问题
I'm trying to use Rvest to scrape a table off of an internal webpage here at $JOB. I've used the methods listed here to get the xpath, etc.
My code is pretty simple:
library(httr)
library(rvest)
un = "username"; pw = "password"
thexpath <- "//*[@id="theFormOnThePage"]/fieldset/table"
url1 <- "https://biglonghairyURL.do?blah=yadda"
stuff1 <- read_html(url1, authenticate(un, pw))
This gets me an error of: "Peer certificate cannot be authenticated with given CA certificates."
Leaving aside the not-up-to-datedness of the certificates, I've see that it's possible using httr to avoid the ssl verification using set_config(config(ssl_verifypeer = 0L))
.
This works just peachy if I use GET(url1) from httr, but the whole point is to automate scraping of the table using rvest.

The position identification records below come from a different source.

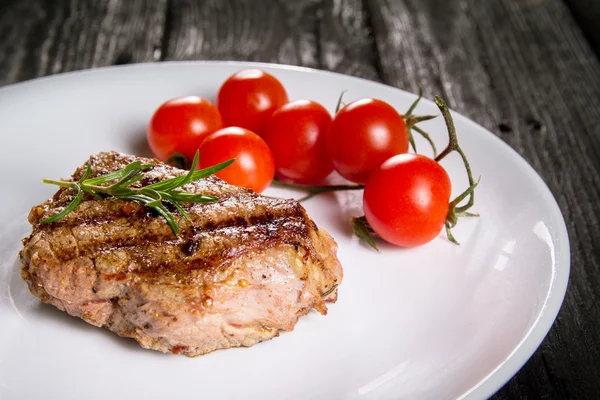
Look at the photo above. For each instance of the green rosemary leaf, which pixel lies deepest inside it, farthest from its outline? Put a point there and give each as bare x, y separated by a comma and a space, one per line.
361, 228
87, 173
174, 183
74, 203
154, 196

Looking at the PDFs for Rvest, and httr, it seems that Rvest calls httr to pass on the curl commands, and that in httr, you can use config()
.
So, to complete the syllogism, how can I (or is it even possible?) to pass the ssl_verifypeer = 0L directly through rvest::read_html?
I've tried a fair number of variations:
stuff1 <- read_html(url1, authenticate(un, pw), ssl_verifypeer = 0L))
stuff1 <- read_html(url1, authenticate(un, pw), config(ssl_verifypeer = 0L)))
stuff1 <- with_config(config = config(ssl_verifypeer = 0L), read_html(url1, authenticate(un, pw)))
And all of them throw the same error of "Peer certificate cannot be authenticated with given CA certificates."
Hopefully it's possible and I'm just not putting the correct syntax together?
Someone suggested using RSelenium, but since this is in a protected VM, getting java and/or new packages installed takes an act of Congress (along with a VP signoff) and would be my very last resort.
I very much appreciate any advice on this.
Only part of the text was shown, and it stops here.